Trade unions have also been vocal defenders of the status quo, insisting the economy can and must grow while carrying the state-owned companies that have demonstrated their inability to survive without ruinous government financial support. Among these are SAA, PetroSA, Eskom, and arms manufacturer Denel. The government throws billions of rands into these companies, all of which have been bankrupt for years, in an attempt to protect the tens of thousands of jobs they sustain, even though many provide no discernible service critical to the country.
Instead, it is universally accepted that Eskom, in particular, with its outstanding debt of more than R450 billion, is the single biggest threat to the economy. Continually bailing out the others, which have all been gutted by corruption, political interference and mismanagement, provides moral hazard.
Confronted by an unemployment rate closing in on 40% in the expanded definition, in 2019, Treasury’s paper, in a nutshell, pointed out the obvious.
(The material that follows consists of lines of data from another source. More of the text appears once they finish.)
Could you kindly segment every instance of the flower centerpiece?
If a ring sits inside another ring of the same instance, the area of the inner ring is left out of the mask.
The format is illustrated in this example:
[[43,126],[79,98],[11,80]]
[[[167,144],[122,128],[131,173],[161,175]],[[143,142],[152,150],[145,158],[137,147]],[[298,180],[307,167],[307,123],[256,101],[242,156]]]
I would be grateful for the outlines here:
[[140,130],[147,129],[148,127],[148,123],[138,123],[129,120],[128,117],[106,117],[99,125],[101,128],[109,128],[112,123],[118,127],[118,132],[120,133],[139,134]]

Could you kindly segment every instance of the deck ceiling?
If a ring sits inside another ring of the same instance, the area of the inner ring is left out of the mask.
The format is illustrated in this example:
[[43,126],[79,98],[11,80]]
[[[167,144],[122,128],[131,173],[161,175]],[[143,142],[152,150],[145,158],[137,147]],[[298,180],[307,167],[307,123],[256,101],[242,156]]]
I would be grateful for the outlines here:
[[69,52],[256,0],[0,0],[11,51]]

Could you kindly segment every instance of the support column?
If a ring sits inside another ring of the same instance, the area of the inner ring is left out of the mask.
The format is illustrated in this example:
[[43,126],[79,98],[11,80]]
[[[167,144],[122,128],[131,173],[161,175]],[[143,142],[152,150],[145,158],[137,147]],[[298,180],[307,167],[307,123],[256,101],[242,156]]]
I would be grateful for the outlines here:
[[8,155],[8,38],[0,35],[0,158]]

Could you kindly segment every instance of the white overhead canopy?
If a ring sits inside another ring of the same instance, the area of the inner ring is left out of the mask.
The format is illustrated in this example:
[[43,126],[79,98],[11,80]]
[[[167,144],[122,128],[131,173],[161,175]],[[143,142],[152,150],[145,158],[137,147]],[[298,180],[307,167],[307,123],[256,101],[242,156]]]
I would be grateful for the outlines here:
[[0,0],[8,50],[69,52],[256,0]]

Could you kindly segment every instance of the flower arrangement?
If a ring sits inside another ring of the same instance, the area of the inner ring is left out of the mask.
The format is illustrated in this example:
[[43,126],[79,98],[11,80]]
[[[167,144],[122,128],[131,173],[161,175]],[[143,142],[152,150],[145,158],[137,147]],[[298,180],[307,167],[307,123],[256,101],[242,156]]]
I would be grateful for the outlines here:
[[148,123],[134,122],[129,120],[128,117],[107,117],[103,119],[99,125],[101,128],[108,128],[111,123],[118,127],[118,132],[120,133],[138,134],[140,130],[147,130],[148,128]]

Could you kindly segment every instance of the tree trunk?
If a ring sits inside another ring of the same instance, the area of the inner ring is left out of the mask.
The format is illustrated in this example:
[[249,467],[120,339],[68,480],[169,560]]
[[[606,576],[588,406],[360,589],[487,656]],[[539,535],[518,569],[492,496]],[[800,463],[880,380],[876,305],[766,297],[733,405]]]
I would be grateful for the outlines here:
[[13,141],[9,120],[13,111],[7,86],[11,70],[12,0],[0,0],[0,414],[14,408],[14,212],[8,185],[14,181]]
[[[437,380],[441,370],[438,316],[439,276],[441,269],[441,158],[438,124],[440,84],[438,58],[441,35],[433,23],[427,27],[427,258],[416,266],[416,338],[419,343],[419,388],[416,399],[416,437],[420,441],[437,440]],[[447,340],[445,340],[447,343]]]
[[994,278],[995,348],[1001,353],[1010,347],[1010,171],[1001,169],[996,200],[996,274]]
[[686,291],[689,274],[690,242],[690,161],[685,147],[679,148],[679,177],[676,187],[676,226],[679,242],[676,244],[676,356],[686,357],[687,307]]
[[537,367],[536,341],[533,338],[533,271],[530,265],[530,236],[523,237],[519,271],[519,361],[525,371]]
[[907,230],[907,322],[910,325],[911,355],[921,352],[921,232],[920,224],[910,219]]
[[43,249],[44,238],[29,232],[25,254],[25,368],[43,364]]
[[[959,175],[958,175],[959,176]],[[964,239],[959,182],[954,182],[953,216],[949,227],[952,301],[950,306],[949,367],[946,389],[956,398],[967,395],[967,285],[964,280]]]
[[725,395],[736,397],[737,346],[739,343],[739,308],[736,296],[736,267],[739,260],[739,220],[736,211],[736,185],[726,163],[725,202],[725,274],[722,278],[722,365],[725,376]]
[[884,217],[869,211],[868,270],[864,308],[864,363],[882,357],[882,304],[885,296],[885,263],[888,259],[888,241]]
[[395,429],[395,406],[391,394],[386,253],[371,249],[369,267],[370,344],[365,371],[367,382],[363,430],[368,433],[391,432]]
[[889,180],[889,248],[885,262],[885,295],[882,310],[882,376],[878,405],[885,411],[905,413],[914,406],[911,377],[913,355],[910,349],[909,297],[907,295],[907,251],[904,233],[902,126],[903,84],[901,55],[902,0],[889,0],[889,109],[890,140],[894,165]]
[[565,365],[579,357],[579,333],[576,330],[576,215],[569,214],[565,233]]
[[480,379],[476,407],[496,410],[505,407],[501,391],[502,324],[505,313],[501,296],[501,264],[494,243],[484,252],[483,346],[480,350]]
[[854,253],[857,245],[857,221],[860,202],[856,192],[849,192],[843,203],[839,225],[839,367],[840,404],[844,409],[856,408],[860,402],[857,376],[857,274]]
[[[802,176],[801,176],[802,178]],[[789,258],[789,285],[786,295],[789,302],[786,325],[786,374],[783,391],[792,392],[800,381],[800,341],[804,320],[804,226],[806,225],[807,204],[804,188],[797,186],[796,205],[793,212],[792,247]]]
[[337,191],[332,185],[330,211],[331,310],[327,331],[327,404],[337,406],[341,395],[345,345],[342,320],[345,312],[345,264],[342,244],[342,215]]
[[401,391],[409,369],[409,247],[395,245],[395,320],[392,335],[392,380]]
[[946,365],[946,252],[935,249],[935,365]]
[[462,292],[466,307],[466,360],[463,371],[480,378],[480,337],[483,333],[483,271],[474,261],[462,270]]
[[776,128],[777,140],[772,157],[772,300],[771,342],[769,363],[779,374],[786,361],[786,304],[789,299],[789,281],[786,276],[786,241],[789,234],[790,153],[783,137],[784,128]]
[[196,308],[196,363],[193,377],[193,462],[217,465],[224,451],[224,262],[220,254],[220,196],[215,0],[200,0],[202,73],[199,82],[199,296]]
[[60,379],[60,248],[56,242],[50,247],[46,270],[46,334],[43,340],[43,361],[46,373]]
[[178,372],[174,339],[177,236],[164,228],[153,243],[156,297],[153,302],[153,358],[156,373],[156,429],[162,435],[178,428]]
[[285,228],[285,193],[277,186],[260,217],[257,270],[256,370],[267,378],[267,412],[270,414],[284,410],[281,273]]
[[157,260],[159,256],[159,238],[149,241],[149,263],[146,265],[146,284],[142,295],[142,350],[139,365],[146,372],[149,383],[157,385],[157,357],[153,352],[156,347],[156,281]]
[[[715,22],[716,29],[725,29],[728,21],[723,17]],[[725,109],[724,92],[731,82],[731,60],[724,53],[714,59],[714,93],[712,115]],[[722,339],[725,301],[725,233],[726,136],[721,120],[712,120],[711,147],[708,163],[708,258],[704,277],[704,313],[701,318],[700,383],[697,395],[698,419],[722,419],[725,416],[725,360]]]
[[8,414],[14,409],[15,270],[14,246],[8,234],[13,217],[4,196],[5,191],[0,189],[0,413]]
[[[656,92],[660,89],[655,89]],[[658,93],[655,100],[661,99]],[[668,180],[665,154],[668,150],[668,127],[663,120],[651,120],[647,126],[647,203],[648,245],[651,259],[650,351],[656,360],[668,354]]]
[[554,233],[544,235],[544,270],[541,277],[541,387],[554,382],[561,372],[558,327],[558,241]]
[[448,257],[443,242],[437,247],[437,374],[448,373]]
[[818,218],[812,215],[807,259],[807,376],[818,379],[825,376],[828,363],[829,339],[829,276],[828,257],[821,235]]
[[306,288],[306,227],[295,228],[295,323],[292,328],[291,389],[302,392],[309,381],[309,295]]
It said the low growth of less than 1%, together with rising unemployment, meant that South Africa’s “economic trajectory is unsustainable”, and that “Government should implement a series of growth reforms that promote economic transformation, support labour-intensive growth, and create a globally competitive economy”.
As finance minister, and with the responsibility of economic policy, it is Mboweni’s job to take leadership and initiate measures to boost growth.
The most striking of Mboweni’s proposals to kickstart growth are for electricity producer Eskom to sell some or all of its power stations in order to raise about R450 billion to settle its choking debt. These power stations would then sell electricity back to Eskom at pre-determined prices as governed by the National Electricity Regulator of South Africa (Nersa).
In essence, Mboweni was suggesting that Eskom, and by extension, the government, should be relieved of the burden of investing billions in hugely capital-intensive power stations. Maintenance costs for the older coal-fired power stations that generate more than 95% of Eskom’s power can also be hugely expensive, which soaks in capital that could be used more profitably elsewhere.
Eskom must service its outstanding debt of R450 billion from the R33 billion cash it generated from selling electricity in the year ending March 2019. Interest on this amounted to R28 billion while redemptions of maturing debt required another R31 billion. Employee costs in 2019 topped R33 billion. In addition to this, maintenance of power station infrastructure and other assets requires more than R20 billion every year.
This sorry state of affairs has forced Eskom to borrow more money from the capital markets in order to settle debt falling due.
Both Cosatu and Saftu, as well as the National Union of Mineworkers, were, however, not pleased with Mboweni’s enthusiasm to perform the job for which he’s been hired. Instead of tearing down the Unemployment Wall, they demanded he tear up the document.
And of course, the union federations provided no new solutions to the old problem of unemployment. Instead, their remedy is to keep doing more of the same, which is for the government to pump more money into the SOE albatrosses, among them Denel, which received yet another R1.8 billion cash bailout in August. That is by no means the last bailout for the arms maker. The SABC, PetroSA, and others, are still in the queue for more.
The Berlin Wall eventually collapsed under the weight of human desire for freedom and prosperity 28 years after it was built. For all the time that the wall stood, the guards in communist East Germany were also stationed on its poverty-stricken side. Perhaps that is why the Berlin Wall eventually fell?
Unlike the East Germans, the guards at our proverbial Employment Wall are still well-armed with their powerful political rifles almost 26 years later. Sitting on the correct side of the barrier, they are also still well-fed, thus they continue to shoot down anyone who tries to escape the poverty of unemployment on the other side.